Maulana Rumi, penyair sufi Afghanistan itu menuturkan cerita ini dalam Masnawi-nya. Rumi mengingatkan kepada kita bahwa penundaan untuk menghentikan tindakan buruk hanya semakin mengokohkan keburukan itu sendiri dan melemahkan energi untuk merubahnya. Di dalam hati kita pohon berduri itu tumbuh saat kita melakukan keburukan kpada Allah, diri sendiri dan sesama. Jangan menunggu waktu, karena tiap detik adalah kesempatan mengakarkan, mengokohkan pohon itu disekujur tubuhmu. Ambilah kapak imanmu segera sebelum terlambat untuk menumbangkannya. Penundaan hanyalah melahirkan ketakberdayaan. Kelak saat kapak imanmu tak lagi tajam, tubuhmupun sudah kehilangan kekuatan. Belantara pohon berduri itu bahkan kelak menusuk mata, telinga dan hatimu. Sebelum telingamu bernanah oleh cemoohan, matamu menangis oleh kedukaan tak berujung, dan hatimu berdarah oleh himpitan derita dan azab, tebaslah pohon berduri itu. Janganlah berani melawan waktu, karena waktu selalu menertawakan keringkihanmu.

Mentari dzulhijjah menutup mata sudah. Rembulan satu muharram mengabarkan tahun baru. Jika hidupmu seperti pekat malam, yakinlah selalu ada rembulan dan bintang yang mencerahkan. Sepekat dan segelap apapun hidupmu, setitik cahaya pun mampu mengusir ketakutanmu. Di tengah kegelapan hidup di mekkah dahulu, Rasul membawa sahabat-sahabatnya menjemput cahaya kota madinah. Hijrah, mengubah hidup agar terarah. Hijrah, meneguhkan hidup diatas bimbingan cahaya. Allah adalah cahaya langit bumi. Allah adalah cahaya diatas cahaya (QS. An-Nur : 35).

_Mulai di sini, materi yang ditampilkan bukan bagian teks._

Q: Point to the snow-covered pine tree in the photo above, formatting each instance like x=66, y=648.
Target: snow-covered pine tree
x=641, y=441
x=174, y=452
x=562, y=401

Tekadmu adalah kapak itu. Tebaslah kini pohon-pohon berduri di hatimu. Renggutlah akar-akarnya. Seperti Ibrahim, kakekmu, menghancurkan berhala-berhala yang membatu disekujur tubuhmu. Belajarlah kini menjadi petani yang selalu merindui hujan. Guyurilah hati dan tubuhmu senantiasa dengan kebeningan rintik ayat-ayat Allah. Tanamlah berlahan benih kejujuran, keikhlasan, kesabaran, tulus hati dan pengabdian kepada Allah. Rawat dan pupuklah mereka secara sabar. Kelak diakhir tahun, saat mereka berbuah, panen raya mendekapmu dalam bahagia. Saat hatimu lega dan bersuka cita, berbagilah dengan sesama. Hatimu adalah surgamu. Bukan pohon berduri yang seharusnya menempati, namun anggur Allah yang mestinya bersemayam. Selamat menanam.